We can begin anywhere, they say. Begin by listening to and telling their stories – not our stories about their stories, but their stories. Begin by honoring the promises that were broken as treaties were signed and then disregarded. It is not about monetary reparations I hear them say, the land never having been for sale to start with. Making a way for Indigenous people to regain the ability to care for their own people is one step. We have a lot to learn from the native people in our midst. To support the return of their lands and to open our minds and hearts to the example they set as they begin to regain their sovereignty is one way to grow in understanding and to shift our practices to those rooted in relationship between people and place. To begin to live as a people in touch with the land we call home. To explore our own stories back through the generations to the lands in which we originated and to the cultural connections to those places that we discover. We are all indigenous to somewhere and there is much to be gained in developing an awareness of that. To honor creation as an equal partner in our existence, not the dominion over model that came along with the Doctrine of Discovery, holding power in the name of God over people and place.
This land here on Cape Cod was where the Wampanoag lived in connection with the changing seasons and tides. How much time have we given to a greater understanding of their way of life and being in this place? What resources can we bring to bear on the telling of their story? How might we partner and make a way forward that honors each and all? Restoring sovereignty is about restoring dignity, something we say we affirm and promote. What is our role here as Unitarian Universalists?
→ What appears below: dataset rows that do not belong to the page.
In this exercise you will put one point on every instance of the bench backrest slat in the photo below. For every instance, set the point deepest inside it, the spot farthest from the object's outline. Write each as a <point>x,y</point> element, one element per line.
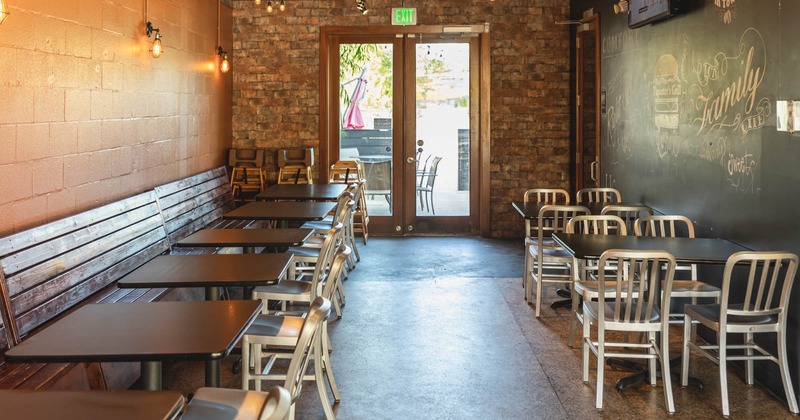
<point>51,268</point>
<point>192,203</point>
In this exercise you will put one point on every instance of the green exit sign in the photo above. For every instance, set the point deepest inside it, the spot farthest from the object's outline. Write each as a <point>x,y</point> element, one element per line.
<point>404,16</point>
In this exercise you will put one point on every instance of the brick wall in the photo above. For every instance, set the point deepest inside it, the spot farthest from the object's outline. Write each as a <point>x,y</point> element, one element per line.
<point>276,83</point>
<point>87,116</point>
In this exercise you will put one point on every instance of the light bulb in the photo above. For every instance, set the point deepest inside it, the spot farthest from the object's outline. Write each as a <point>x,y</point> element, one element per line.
<point>225,65</point>
<point>158,49</point>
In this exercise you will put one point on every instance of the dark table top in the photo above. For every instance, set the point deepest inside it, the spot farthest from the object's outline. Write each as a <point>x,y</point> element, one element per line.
<point>247,237</point>
<point>82,405</point>
<point>320,192</point>
<point>209,270</point>
<point>141,332</point>
<point>686,250</point>
<point>530,210</point>
<point>282,210</point>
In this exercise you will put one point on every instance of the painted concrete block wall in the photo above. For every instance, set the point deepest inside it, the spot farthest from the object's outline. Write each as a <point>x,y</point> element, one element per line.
<point>88,116</point>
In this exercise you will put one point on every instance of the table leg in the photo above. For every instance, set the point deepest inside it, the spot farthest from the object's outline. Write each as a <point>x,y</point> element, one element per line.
<point>212,372</point>
<point>151,376</point>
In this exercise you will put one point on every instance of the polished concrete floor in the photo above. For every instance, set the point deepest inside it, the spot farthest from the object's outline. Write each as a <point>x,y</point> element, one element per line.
<point>437,328</point>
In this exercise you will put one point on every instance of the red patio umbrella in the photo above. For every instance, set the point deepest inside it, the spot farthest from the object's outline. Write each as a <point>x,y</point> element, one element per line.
<point>352,115</point>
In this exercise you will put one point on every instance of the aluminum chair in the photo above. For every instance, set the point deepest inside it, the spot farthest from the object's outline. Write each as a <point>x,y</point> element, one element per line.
<point>546,262</point>
<point>283,330</point>
<point>672,226</point>
<point>598,195</point>
<point>583,285</point>
<point>766,291</point>
<point>620,308</point>
<point>236,404</point>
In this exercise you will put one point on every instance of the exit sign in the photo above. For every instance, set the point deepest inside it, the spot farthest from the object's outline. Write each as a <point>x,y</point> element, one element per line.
<point>404,16</point>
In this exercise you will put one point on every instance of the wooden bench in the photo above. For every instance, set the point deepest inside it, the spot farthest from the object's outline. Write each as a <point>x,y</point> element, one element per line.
<point>198,202</point>
<point>50,269</point>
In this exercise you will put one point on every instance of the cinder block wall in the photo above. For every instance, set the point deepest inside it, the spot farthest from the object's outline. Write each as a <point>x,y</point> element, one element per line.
<point>276,83</point>
<point>87,115</point>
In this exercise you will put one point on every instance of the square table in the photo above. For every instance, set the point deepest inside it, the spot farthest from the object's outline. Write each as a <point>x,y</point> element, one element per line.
<point>302,192</point>
<point>28,404</point>
<point>283,211</point>
<point>211,271</point>
<point>149,333</point>
<point>248,239</point>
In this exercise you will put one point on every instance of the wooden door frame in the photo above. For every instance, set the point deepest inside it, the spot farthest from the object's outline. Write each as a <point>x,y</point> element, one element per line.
<point>480,146</point>
<point>591,23</point>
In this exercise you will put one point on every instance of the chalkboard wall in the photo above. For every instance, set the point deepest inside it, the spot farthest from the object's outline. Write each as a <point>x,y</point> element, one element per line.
<point>689,125</point>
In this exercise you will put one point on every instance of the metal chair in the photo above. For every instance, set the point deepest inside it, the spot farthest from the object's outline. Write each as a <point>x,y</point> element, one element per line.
<point>583,286</point>
<point>629,214</point>
<point>766,291</point>
<point>621,308</point>
<point>598,195</point>
<point>672,226</point>
<point>232,404</point>
<point>284,330</point>
<point>426,184</point>
<point>547,262</point>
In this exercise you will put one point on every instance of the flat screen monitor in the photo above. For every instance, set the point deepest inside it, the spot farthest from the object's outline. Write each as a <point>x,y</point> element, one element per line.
<point>643,12</point>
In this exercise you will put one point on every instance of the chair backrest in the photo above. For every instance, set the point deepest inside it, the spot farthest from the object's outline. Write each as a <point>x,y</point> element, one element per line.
<point>332,240</point>
<point>620,290</point>
<point>597,225</point>
<point>768,273</point>
<point>553,218</point>
<point>598,195</point>
<point>430,174</point>
<point>664,226</point>
<point>547,196</point>
<point>278,404</point>
<point>317,313</point>
<point>627,213</point>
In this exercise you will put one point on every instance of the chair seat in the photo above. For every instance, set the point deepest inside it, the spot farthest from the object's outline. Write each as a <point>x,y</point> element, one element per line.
<point>711,313</point>
<point>286,287</point>
<point>225,404</point>
<point>279,326</point>
<point>697,288</point>
<point>592,309</point>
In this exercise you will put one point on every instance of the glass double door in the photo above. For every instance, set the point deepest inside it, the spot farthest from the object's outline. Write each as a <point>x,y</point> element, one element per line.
<point>405,111</point>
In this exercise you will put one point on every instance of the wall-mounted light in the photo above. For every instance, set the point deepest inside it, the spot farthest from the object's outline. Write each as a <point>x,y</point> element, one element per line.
<point>3,10</point>
<point>224,65</point>
<point>361,5</point>
<point>621,7</point>
<point>158,49</point>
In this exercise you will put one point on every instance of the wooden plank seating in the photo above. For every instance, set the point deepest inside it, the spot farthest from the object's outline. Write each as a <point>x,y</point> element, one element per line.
<point>198,202</point>
<point>48,270</point>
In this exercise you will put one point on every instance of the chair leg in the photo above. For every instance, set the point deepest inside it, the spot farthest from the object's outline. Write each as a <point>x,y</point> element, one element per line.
<point>326,358</point>
<point>666,379</point>
<point>784,366</point>
<point>587,335</point>
<point>687,337</point>
<point>601,362</point>
<point>723,373</point>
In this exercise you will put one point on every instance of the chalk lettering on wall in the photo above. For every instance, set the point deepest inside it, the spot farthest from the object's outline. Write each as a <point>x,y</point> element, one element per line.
<point>620,42</point>
<point>742,172</point>
<point>726,8</point>
<point>724,102</point>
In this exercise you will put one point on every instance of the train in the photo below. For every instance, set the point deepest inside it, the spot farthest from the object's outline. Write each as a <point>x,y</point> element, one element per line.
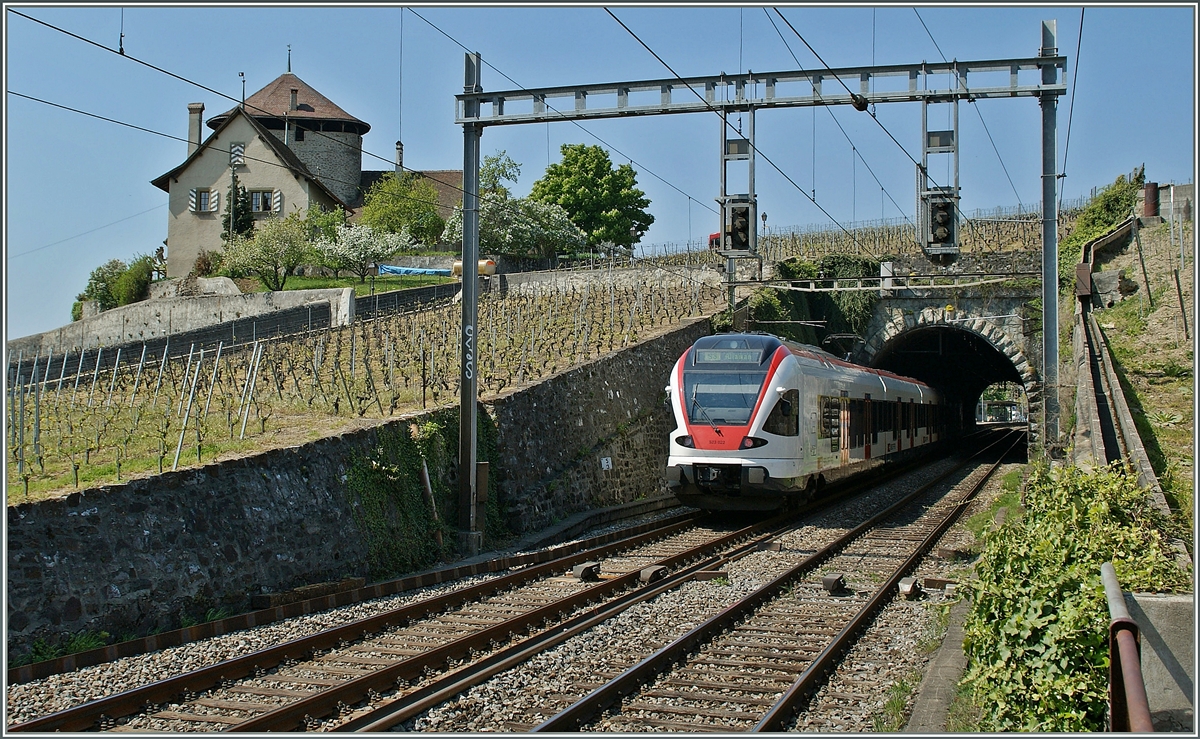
<point>763,424</point>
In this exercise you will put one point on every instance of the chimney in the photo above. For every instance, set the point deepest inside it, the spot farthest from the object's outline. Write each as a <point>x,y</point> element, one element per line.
<point>195,115</point>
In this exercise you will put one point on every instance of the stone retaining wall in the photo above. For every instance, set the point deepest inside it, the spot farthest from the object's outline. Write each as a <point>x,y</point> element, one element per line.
<point>131,558</point>
<point>151,319</point>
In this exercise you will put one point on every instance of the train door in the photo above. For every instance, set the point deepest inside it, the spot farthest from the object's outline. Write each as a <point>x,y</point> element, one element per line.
<point>844,434</point>
<point>868,426</point>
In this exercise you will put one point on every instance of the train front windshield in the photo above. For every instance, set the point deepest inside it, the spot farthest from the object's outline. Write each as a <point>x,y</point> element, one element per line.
<point>721,398</point>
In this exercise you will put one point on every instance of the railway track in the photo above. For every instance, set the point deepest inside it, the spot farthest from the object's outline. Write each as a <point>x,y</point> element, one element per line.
<point>408,659</point>
<point>570,688</point>
<point>749,667</point>
<point>277,688</point>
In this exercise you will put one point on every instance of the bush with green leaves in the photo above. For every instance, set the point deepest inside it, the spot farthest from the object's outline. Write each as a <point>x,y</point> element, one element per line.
<point>275,250</point>
<point>1108,209</point>
<point>117,283</point>
<point>359,248</point>
<point>1037,634</point>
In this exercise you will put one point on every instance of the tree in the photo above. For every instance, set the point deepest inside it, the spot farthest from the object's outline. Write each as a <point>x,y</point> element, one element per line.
<point>115,283</point>
<point>100,283</point>
<point>133,284</point>
<point>407,203</point>
<point>519,227</point>
<point>496,169</point>
<point>276,247</point>
<point>240,211</point>
<point>359,247</point>
<point>605,203</point>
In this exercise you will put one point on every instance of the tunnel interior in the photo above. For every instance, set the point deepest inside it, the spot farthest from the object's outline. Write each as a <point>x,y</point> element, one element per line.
<point>958,362</point>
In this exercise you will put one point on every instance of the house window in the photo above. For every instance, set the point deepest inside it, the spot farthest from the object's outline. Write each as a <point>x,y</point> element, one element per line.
<point>202,200</point>
<point>262,200</point>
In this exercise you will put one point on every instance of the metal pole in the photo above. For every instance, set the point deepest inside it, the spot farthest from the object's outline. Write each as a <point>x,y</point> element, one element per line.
<point>468,385</point>
<point>1049,241</point>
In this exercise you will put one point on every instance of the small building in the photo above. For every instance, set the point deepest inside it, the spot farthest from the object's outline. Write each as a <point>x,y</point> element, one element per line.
<point>291,148</point>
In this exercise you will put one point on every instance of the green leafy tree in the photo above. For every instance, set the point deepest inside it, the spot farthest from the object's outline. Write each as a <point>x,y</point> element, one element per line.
<point>100,284</point>
<point>359,248</point>
<point>240,211</point>
<point>517,227</point>
<point>133,284</point>
<point>605,203</point>
<point>407,203</point>
<point>275,250</point>
<point>497,169</point>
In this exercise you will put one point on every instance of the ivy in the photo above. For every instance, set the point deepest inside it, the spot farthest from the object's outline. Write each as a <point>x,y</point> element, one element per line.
<point>1037,635</point>
<point>388,499</point>
<point>1108,209</point>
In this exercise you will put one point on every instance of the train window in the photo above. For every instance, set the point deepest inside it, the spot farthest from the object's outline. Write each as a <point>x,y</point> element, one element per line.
<point>785,416</point>
<point>831,419</point>
<point>721,398</point>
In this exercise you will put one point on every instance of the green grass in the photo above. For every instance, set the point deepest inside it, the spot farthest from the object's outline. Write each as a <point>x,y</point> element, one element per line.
<point>894,714</point>
<point>1009,499</point>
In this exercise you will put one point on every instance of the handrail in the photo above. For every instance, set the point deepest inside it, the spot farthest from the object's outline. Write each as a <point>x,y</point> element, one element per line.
<point>1128,706</point>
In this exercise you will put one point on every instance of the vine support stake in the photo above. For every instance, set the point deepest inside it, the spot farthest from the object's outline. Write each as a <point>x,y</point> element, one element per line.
<point>191,396</point>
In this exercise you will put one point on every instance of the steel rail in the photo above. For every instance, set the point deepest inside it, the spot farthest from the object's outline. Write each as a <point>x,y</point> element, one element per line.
<point>395,712</point>
<point>595,702</point>
<point>773,721</point>
<point>329,701</point>
<point>132,701</point>
<point>187,635</point>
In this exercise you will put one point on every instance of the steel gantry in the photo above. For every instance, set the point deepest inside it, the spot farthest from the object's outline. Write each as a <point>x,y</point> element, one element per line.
<point>724,95</point>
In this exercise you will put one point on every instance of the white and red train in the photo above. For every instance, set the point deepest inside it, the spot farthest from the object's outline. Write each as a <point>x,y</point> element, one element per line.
<point>762,422</point>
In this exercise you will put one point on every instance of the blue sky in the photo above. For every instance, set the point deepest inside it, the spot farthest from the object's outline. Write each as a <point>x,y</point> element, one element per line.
<point>78,192</point>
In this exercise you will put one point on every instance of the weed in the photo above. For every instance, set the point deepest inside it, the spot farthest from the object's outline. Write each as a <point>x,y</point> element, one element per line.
<point>895,708</point>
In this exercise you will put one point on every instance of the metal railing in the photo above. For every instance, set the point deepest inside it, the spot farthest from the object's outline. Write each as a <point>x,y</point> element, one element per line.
<point>1128,706</point>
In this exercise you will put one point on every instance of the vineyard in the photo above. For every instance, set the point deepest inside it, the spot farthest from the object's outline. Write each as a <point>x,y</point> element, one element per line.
<point>144,415</point>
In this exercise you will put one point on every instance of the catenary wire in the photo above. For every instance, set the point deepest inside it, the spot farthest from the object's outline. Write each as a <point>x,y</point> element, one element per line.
<point>1071,114</point>
<point>787,46</point>
<point>923,169</point>
<point>729,125</point>
<point>319,133</point>
<point>581,127</point>
<point>994,148</point>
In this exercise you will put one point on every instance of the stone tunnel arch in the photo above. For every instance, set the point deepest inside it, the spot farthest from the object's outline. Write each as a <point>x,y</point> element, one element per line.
<point>958,354</point>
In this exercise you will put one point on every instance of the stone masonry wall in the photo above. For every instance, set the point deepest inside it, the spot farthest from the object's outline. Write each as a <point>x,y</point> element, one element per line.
<point>131,558</point>
<point>610,408</point>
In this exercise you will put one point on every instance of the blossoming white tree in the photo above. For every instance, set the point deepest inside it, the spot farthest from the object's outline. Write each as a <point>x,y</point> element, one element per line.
<point>358,248</point>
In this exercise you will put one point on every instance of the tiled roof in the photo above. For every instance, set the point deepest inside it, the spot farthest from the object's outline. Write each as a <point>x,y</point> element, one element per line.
<point>275,100</point>
<point>288,157</point>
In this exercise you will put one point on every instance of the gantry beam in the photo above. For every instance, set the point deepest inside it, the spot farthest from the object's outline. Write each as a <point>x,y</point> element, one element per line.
<point>930,82</point>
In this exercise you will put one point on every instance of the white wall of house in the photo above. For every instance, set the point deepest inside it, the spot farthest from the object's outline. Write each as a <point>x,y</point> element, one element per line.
<point>190,232</point>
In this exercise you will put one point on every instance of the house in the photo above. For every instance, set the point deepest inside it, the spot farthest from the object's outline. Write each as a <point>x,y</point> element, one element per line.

As usual, I come today with more questions than answers! May we open ourselves to that deeper dive into greater knowing, and thus being, and acting, in our world.
Blessed be and Amen.
Rev. Tracy Johnson, UUMH Chatham, October 9, 2022
1 “We Are Here: Native Nations Reclaiming their Lands and Ways of Life” Charles C. Mann; National Geographic,
July 2022, pp.36-75.
2 “Place” in Becoming Rooted: One Hundred Days of Reconnecting with Sacred Earth, Randy Woodley, Broadleaf
Books, Minneapolis; 2022; pp. 61-62.